I hate it when people let me down. Obviously, in life and in business, sometimes it’s inevitable and you just have to accept it. What’s worse though……much worse…..is when someone knows that they’ll have to let you down and yet they say nothing in the hope that it will all be OK in the end and some miracle or other will save them.

I imagine it’s a feeling that Home Secretary, Theresa May, knows only too well this week as she wrestles with the monumental failure to deliver that G4S has finally admitted to. The eyes of the world – and the world’s media – are all looking to Miss May to put things right while the political opposition, the police and the army are all considering how the G4S catastrophe might be turned to their long term advantage.

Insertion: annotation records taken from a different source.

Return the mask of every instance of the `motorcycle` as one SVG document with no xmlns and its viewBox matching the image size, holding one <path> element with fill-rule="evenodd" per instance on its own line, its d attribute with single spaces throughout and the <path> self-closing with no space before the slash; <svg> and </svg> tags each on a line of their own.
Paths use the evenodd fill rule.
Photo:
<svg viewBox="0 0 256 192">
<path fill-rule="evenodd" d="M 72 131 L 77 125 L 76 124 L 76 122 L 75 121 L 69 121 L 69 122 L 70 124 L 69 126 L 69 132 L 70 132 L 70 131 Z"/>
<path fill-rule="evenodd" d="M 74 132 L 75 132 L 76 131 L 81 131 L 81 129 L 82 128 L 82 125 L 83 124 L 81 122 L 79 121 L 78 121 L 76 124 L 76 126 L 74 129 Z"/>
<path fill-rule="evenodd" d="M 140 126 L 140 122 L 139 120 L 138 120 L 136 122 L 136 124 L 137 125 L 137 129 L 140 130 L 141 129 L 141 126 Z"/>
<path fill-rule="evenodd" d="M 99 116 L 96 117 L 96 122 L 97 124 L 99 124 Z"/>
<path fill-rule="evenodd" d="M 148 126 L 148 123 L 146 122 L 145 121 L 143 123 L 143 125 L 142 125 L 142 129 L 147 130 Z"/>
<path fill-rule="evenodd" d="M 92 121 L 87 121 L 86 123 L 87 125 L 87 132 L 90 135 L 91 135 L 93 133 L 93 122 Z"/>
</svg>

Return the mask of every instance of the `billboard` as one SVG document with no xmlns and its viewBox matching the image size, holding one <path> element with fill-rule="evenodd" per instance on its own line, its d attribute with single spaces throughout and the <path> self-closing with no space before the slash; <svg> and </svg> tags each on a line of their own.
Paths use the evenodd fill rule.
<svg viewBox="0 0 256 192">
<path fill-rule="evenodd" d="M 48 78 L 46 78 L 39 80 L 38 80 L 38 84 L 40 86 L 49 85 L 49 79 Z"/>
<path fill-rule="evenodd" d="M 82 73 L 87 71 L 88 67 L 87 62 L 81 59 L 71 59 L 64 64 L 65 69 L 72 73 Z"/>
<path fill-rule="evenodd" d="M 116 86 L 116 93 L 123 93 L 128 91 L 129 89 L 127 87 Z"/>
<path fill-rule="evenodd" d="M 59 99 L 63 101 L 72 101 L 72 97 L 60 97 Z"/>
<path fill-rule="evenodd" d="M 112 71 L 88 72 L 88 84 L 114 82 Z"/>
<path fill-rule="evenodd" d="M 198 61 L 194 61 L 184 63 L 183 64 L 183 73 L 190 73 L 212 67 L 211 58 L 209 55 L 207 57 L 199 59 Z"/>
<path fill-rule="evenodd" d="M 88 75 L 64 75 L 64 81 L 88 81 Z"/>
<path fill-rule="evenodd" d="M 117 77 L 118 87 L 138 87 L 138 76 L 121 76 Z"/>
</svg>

So…..what has all this got to do with marketing?  For G4S there’s a reputation management question but that’s far too big a remit to be tackled in a few paragraphs! Much more succinct are the warnings that this unfortunate series of events can serve as for us all:

  1. Never over promise and under-deliver
  2. If it’s business critical make sure you put a clear critical path in place and manage delivery against every milestone

Of course, most people will never have anything quite so business critical as security for the Olympics to deliver but all companies have important deadlines to meet.  Suppliers can let you down and all the apologies, discounts and promises to better next time around won’t compensate for missed deadlines and lost opportunities.

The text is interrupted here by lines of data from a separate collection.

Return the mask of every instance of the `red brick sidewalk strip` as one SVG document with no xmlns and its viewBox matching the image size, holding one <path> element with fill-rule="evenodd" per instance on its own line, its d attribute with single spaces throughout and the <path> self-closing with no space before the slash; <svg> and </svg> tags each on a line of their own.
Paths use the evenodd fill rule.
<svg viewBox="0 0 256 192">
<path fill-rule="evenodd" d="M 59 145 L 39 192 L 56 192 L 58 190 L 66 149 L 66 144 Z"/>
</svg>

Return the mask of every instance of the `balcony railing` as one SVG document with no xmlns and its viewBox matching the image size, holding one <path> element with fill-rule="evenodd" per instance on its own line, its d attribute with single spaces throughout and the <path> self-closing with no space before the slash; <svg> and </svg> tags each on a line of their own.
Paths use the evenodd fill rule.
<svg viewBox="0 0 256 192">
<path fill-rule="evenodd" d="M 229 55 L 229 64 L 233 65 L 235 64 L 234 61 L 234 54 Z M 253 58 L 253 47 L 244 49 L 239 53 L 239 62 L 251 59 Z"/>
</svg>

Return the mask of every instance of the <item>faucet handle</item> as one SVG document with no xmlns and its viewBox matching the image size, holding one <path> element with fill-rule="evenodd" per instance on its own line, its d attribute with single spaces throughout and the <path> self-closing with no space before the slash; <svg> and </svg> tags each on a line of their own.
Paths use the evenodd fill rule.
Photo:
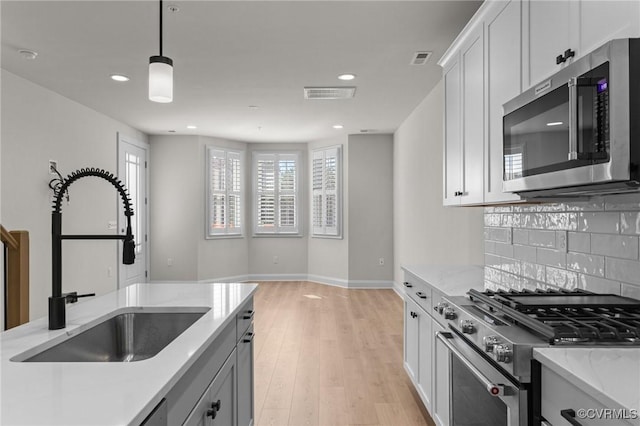
<svg viewBox="0 0 640 426">
<path fill-rule="evenodd" d="M 66 303 L 76 303 L 80 297 L 89 297 L 95 295 L 95 293 L 78 294 L 77 291 L 72 291 L 71 293 L 63 293 L 62 297 L 65 298 Z"/>
</svg>

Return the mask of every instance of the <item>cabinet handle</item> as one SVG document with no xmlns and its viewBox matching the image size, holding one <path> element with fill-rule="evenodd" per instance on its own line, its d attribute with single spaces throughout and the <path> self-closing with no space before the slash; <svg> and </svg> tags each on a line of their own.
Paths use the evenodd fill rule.
<svg viewBox="0 0 640 426">
<path fill-rule="evenodd" d="M 220 400 L 217 400 L 216 402 L 212 402 L 211 408 L 207 410 L 207 417 L 211 417 L 212 419 L 215 419 L 216 416 L 218 415 L 218 411 L 220 411 L 221 405 L 222 404 Z"/>
<path fill-rule="evenodd" d="M 573 408 L 560 410 L 560 415 L 573 426 L 582 426 L 582 424 L 576 420 L 576 412 Z"/>
<path fill-rule="evenodd" d="M 254 336 L 255 336 L 255 335 L 256 335 L 256 334 L 255 334 L 255 333 L 252 333 L 252 332 L 245 333 L 245 336 L 246 336 L 246 337 L 245 337 L 244 339 L 242 339 L 242 341 L 243 341 L 244 343 L 251 343 L 251 341 L 253 340 L 253 338 L 254 338 Z"/>
</svg>

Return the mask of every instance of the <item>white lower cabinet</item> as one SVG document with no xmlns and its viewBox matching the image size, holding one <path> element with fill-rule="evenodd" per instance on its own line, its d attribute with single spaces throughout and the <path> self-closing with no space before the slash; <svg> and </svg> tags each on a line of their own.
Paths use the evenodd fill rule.
<svg viewBox="0 0 640 426">
<path fill-rule="evenodd" d="M 624 414 L 633 417 L 628 410 L 612 407 L 611 404 L 598 401 L 544 365 L 541 368 L 541 382 L 541 411 L 547 424 L 552 426 L 571 424 L 629 426 L 638 424 L 637 419 L 624 418 Z M 608 419 L 606 416 L 609 416 Z M 578 423 L 571 423 L 570 418 Z"/>
<path fill-rule="evenodd" d="M 433 408 L 431 417 L 438 426 L 449 426 L 449 385 L 451 383 L 451 356 L 449 349 L 436 338 L 437 332 L 445 328 L 433 322 Z"/>
<path fill-rule="evenodd" d="M 404 296 L 404 368 L 415 386 L 424 406 L 438 425 L 449 424 L 449 378 L 448 360 L 436 365 L 436 331 L 442 326 L 431 316 L 431 287 L 416 277 L 406 274 L 411 287 Z M 415 292 L 422 288 L 424 291 Z M 420 294 L 427 294 L 429 304 L 425 304 Z M 420 298 L 420 299 L 419 299 Z M 418 300 L 421 304 L 418 304 Z M 448 351 L 446 352 L 448 355 Z M 443 370 L 446 368 L 446 371 Z M 442 420 L 438 420 L 441 418 Z"/>
<path fill-rule="evenodd" d="M 236 425 L 236 350 L 234 349 L 213 379 L 184 426 Z"/>
</svg>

So what’s the answer? When looking for marketing services there are some key considerations and, no matter what existing relationship, reputation or recommendation is involved, they should always form part of the decision making criteria:

  • Make sure you meet the team you’ll be working with, not just the suits that talk the talk
  • Get what you pay for: don’t cut corners for a cheap deal or pay a premium for your suppliers fancy overheads
  • Expect accountability: who will take responsibility for delivering your objectives, what will they provide and when will you receive it?
  • Hire the person not just their reputation: do you trust them? Can you be candid with them? Do they understand your business?

There is no failsafe way of avoiding being let down, but, in my experience, if you keep your eye on the detail, the bigger picture will inevitably come together.